Elle n’a peur de rien. Devant le conseil des droits de l’homme des Nations unies en octobre 2024, Rokhaya Diallo dénonce la diabolisation des antiracistes et des mouvements pro-Palestine ainsi que la montée de l’extrême droite. Elle sait que son discours sera la cible des militants radicaux nationalistes. Comme à chaque fois qu’elle prend la parole. Elle le sait, mais elle tient la ligne. Depuis des années, l’essayiste et réalisatrice antiraciste est accusée de tous les maux. « Communautariste », « antirépublicaine », « égérie de la polarisation identitaire »… Les attaques sont nombreuses.

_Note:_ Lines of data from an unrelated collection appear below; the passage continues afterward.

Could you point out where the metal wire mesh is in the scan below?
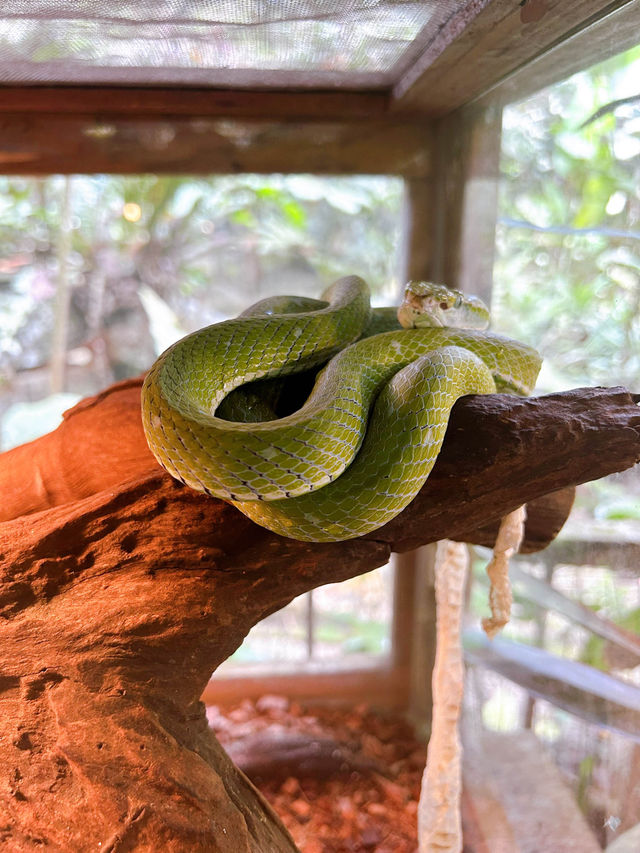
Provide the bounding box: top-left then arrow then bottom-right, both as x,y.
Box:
0,0 -> 470,88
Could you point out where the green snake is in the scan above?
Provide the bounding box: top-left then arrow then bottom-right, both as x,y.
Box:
142,276 -> 540,542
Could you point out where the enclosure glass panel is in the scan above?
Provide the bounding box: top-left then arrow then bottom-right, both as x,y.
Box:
466,40 -> 640,849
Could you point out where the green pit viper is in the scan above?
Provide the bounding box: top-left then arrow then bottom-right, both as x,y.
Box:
142,276 -> 540,542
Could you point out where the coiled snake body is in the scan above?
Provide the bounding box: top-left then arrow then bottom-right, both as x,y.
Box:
142,276 -> 540,542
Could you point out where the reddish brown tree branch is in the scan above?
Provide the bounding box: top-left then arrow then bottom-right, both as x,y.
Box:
0,383 -> 640,853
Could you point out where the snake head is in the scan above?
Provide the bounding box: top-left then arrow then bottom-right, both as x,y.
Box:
398,281 -> 489,329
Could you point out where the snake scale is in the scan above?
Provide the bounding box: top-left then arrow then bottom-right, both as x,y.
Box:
142,276 -> 540,542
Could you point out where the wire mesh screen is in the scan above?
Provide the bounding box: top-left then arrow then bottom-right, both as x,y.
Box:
0,0 -> 473,88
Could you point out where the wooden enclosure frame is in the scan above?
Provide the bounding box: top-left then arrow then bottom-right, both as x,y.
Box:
0,0 -> 640,715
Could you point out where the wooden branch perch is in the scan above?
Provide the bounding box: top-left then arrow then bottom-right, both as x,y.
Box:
0,381 -> 640,853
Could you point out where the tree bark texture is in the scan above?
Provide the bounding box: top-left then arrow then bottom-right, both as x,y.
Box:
0,380 -> 640,853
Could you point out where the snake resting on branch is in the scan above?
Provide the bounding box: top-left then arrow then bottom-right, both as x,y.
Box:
142,276 -> 540,542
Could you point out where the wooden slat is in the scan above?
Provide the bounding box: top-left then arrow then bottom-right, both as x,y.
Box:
464,631 -> 640,743
201,665 -> 408,711
477,0 -> 640,109
0,86 -> 389,121
393,0 -> 629,116
433,101 -> 502,305
0,112 -> 431,177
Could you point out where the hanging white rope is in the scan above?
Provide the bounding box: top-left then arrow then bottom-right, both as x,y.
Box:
418,506 -> 526,853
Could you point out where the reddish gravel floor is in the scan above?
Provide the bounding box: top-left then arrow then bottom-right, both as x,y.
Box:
207,696 -> 426,853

Car le système médiatique mainstream et les forces politiques réactionnaires détestent que Rokhaya Diallo parle de racisme systémique ou de violences policières. La journaliste dit ce qui gêne. Elle est harcelée sur les réseaux sociaux comme dans les tribunaux. Un harcèlement dont s’est d’ailleurs saisi le rapporteur spécial de l’ONU sur les défenseurs des droits humains. « Ce harcèlement est pensé pour nous placer dans un état d’alerte permanent. À certains moments d’actualité, comme les attentats, mon nom remonte dans des forums d’extrême droite », confiait-elle à Politis en juillet. Mais Rokhaya Diallo ne craint pas de mener la bataille des idées sur BFMTV ou, il y a longtemps, face à Cyril Hanouna, dans « Touche pas à mon poste » (TPMP). Et elle ne semble pas vouloir arrêter le combat.

L.S.

Judith Godrèche et Adèle Haenel : deux féministes qui dérangent Adèle Haenel, lors du procès Ruggia. (Photo : ALAIN JOCARD / AFP.)

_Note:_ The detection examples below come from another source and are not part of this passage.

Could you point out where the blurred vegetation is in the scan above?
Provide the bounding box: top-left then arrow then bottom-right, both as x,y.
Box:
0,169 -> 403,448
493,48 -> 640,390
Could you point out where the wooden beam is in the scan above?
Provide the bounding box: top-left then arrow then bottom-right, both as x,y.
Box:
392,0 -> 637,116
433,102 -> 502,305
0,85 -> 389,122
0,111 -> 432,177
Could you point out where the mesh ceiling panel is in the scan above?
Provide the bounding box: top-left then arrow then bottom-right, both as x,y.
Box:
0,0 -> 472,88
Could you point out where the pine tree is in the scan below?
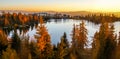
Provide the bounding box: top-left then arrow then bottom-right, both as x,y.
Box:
11,29 -> 21,53
2,45 -> 19,59
0,30 -> 8,56
57,33 -> 69,59
71,21 -> 87,58
92,23 -> 116,59
35,17 -> 52,59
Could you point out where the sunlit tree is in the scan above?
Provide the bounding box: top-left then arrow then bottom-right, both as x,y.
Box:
2,46 -> 19,59
0,30 -> 8,56
35,17 -> 52,59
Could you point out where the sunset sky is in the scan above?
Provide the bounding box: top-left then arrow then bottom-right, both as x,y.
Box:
0,0 -> 120,12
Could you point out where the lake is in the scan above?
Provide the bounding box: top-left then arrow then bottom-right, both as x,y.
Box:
9,19 -> 120,45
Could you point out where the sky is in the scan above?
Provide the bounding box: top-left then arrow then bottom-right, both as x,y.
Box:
0,0 -> 120,12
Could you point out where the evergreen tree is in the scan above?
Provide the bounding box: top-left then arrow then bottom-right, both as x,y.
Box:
2,46 -> 19,59
92,23 -> 116,59
0,30 -> 8,57
35,17 -> 52,59
11,29 -> 21,53
57,33 -> 69,59
71,21 -> 87,58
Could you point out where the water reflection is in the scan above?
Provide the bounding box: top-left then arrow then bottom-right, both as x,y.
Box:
4,19 -> 120,44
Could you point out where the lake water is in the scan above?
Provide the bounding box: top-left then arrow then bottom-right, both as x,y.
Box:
9,19 -> 120,44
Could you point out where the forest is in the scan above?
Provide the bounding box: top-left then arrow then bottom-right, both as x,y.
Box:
0,13 -> 120,59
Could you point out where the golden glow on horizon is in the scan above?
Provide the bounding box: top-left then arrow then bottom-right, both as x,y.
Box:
0,0 -> 120,12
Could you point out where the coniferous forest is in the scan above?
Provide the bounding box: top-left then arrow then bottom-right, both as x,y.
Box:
0,13 -> 120,59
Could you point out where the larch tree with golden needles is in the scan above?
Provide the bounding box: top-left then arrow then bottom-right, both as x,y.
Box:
35,17 -> 52,59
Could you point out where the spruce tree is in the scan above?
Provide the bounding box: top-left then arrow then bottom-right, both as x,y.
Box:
35,17 -> 52,59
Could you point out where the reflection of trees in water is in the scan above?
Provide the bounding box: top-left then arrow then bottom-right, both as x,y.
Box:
2,24 -> 38,35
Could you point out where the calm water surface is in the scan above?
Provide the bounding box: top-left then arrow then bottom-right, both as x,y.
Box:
9,19 -> 120,44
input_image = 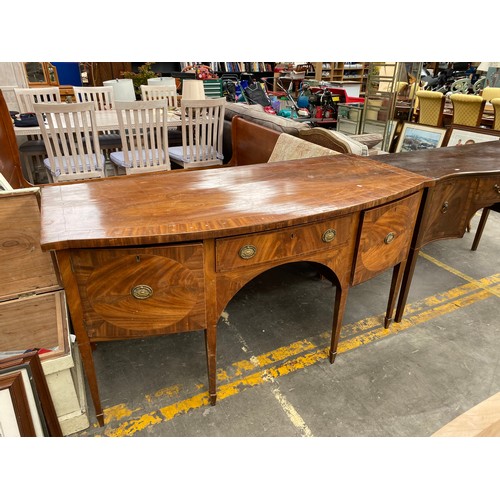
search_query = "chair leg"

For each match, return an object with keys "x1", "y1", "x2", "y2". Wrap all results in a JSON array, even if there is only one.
[{"x1": 471, "y1": 208, "x2": 490, "y2": 250}]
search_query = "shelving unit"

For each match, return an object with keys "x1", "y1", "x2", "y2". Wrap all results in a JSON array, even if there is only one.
[{"x1": 312, "y1": 62, "x2": 368, "y2": 94}]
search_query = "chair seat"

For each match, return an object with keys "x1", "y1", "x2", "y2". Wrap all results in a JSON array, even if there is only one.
[
  {"x1": 109, "y1": 149, "x2": 166, "y2": 168},
  {"x1": 168, "y1": 146, "x2": 224, "y2": 163},
  {"x1": 43, "y1": 154, "x2": 105, "y2": 177},
  {"x1": 19, "y1": 139, "x2": 46, "y2": 154},
  {"x1": 99, "y1": 134, "x2": 122, "y2": 149},
  {"x1": 168, "y1": 127, "x2": 182, "y2": 147}
]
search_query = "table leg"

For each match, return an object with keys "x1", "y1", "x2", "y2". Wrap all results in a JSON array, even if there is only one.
[
  {"x1": 394, "y1": 248, "x2": 420, "y2": 323},
  {"x1": 78, "y1": 342, "x2": 104, "y2": 427},
  {"x1": 471, "y1": 208, "x2": 490, "y2": 251},
  {"x1": 205, "y1": 326, "x2": 217, "y2": 406},
  {"x1": 329, "y1": 284, "x2": 349, "y2": 363},
  {"x1": 384, "y1": 261, "x2": 406, "y2": 328}
]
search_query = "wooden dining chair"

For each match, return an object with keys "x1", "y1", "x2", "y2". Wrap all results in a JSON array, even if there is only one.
[
  {"x1": 141, "y1": 85, "x2": 177, "y2": 108},
  {"x1": 416, "y1": 90, "x2": 446, "y2": 127},
  {"x1": 450, "y1": 94, "x2": 486, "y2": 127},
  {"x1": 110, "y1": 99, "x2": 170, "y2": 174},
  {"x1": 14, "y1": 87, "x2": 61, "y2": 184},
  {"x1": 141, "y1": 85, "x2": 182, "y2": 147},
  {"x1": 73, "y1": 85, "x2": 122, "y2": 168},
  {"x1": 168, "y1": 97, "x2": 226, "y2": 168},
  {"x1": 33, "y1": 102, "x2": 106, "y2": 182}
]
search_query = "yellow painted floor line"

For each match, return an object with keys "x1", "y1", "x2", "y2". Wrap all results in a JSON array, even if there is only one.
[
  {"x1": 90, "y1": 274, "x2": 500, "y2": 437},
  {"x1": 419, "y1": 251, "x2": 500, "y2": 296}
]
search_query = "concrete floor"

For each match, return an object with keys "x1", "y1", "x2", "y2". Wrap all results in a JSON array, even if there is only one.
[{"x1": 71, "y1": 208, "x2": 500, "y2": 437}]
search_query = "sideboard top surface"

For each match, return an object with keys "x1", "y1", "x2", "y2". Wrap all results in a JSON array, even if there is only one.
[
  {"x1": 41, "y1": 155, "x2": 430, "y2": 250},
  {"x1": 377, "y1": 138, "x2": 500, "y2": 180}
]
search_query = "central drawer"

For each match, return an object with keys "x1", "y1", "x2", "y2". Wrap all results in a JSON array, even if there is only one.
[
  {"x1": 216, "y1": 215, "x2": 355, "y2": 272},
  {"x1": 352, "y1": 192, "x2": 422, "y2": 286}
]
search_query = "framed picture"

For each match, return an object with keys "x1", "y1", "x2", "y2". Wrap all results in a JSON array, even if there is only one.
[
  {"x1": 0, "y1": 351, "x2": 62, "y2": 437},
  {"x1": 395, "y1": 122, "x2": 446, "y2": 153},
  {"x1": 443, "y1": 125, "x2": 500, "y2": 146},
  {"x1": 386, "y1": 120, "x2": 402, "y2": 153}
]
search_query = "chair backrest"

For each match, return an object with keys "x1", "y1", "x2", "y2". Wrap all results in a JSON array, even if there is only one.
[
  {"x1": 14, "y1": 87, "x2": 61, "y2": 113},
  {"x1": 181, "y1": 97, "x2": 226, "y2": 167},
  {"x1": 491, "y1": 97, "x2": 500, "y2": 130},
  {"x1": 450, "y1": 94, "x2": 486, "y2": 127},
  {"x1": 115, "y1": 99, "x2": 170, "y2": 174},
  {"x1": 472, "y1": 76, "x2": 486, "y2": 95},
  {"x1": 450, "y1": 78, "x2": 472, "y2": 94},
  {"x1": 73, "y1": 86, "x2": 115, "y2": 111},
  {"x1": 481, "y1": 87, "x2": 500, "y2": 101},
  {"x1": 33, "y1": 102, "x2": 106, "y2": 182},
  {"x1": 417, "y1": 90, "x2": 446, "y2": 127},
  {"x1": 141, "y1": 85, "x2": 177, "y2": 108}
]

L’une a initié une rupture avec le monde du cinéma, l’autre l’a subie. Adèle Haenel et Judith Godrèche ont dénoncé l’omerta autour des violences commises sur les enfants, et depuis… écran noir. Après leurs prises de parole, les deux actrices sont tombées en disgrâce là où, auparavant, on leur dépliait le tapis rouge, qualifiées « d’hystériques », de « bobos » ou encore de figures d’un « néoféminisme épurateur » dans la presse de droite. « Le match Adèle Haenel vs. Judith Godrèche, qui est la plus radicale ? », titre Marianne. À chaque prise de position politique – contre les violences sexuelles, en soutien aux mouvements sociaux ou contre le génocide à Gaza –, c’est l’imaginaire de la féminazie qui est brandi pour décrédibiliser leur parole.

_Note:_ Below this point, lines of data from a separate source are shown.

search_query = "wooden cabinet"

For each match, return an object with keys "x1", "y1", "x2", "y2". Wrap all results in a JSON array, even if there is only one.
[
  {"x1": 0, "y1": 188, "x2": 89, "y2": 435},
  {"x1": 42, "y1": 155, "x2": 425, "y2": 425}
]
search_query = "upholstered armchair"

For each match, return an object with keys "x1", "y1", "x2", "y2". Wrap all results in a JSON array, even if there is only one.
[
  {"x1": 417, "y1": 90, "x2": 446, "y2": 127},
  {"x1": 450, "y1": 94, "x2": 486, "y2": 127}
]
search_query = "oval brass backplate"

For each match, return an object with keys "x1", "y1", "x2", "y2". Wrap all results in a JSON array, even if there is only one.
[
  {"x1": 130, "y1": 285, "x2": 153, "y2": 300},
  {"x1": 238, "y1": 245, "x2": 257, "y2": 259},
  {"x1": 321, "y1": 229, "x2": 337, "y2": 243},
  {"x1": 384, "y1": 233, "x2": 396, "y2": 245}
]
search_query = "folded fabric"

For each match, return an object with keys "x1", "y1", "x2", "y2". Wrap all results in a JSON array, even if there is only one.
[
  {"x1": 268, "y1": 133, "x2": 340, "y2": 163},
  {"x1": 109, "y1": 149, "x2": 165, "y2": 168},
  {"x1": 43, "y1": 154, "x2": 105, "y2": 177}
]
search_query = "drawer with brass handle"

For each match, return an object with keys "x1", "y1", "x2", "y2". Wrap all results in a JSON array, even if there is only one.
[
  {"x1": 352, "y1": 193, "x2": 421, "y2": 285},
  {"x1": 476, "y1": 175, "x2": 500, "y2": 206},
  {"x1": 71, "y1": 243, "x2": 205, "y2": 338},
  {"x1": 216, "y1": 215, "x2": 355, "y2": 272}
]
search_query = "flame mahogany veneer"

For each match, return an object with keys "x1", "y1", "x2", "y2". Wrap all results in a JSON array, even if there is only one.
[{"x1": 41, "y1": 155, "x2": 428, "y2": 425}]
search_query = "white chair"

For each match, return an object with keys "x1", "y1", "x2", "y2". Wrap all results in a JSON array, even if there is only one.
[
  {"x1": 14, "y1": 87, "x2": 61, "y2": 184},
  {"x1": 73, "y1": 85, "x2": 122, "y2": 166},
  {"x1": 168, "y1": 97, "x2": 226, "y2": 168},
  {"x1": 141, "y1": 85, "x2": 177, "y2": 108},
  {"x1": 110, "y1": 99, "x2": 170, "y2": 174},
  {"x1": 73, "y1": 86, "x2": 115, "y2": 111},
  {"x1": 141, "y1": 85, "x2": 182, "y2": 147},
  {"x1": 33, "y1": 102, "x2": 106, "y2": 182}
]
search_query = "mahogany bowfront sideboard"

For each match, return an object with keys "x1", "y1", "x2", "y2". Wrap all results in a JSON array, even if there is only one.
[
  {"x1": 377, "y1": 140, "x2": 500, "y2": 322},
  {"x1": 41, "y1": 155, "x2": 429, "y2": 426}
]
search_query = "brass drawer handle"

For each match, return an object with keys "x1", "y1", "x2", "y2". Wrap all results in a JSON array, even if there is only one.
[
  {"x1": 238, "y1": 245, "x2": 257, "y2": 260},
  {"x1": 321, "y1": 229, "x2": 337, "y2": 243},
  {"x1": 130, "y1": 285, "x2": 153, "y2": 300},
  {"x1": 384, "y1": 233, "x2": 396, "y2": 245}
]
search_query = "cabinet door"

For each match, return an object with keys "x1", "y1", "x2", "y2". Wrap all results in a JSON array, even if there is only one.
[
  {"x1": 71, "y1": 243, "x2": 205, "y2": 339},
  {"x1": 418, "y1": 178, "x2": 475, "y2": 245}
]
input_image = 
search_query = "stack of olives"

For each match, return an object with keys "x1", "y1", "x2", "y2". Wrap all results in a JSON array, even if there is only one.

Judith Godrèche. (Photo : Henrique Campos / Hans Lucas.)

Une rhétorique qui sert aussi d’axe de défense aux accusés, notamment pour Christophe Ruggia lors du procès à l’issue duquel il a été condamné à deux ans de prison ferme pour agressions sexuelles sur Adèle Haenel. Durant l’audience de délibéré, les bancs du public étaient davantage remplis par les militantes féministes que par les personnalités du monde de la culture. Judith Godrèche, elle, était là. Cyberharcèlement, ostracisme, difficultés à financer des projets… Dans l’industrie du cinéma, l’engagement féministe coûte manifestement plus qu’il ne rapporte.

S.D.

Éric Fassin, l’intellectuel ostracisé (Photo : DR.)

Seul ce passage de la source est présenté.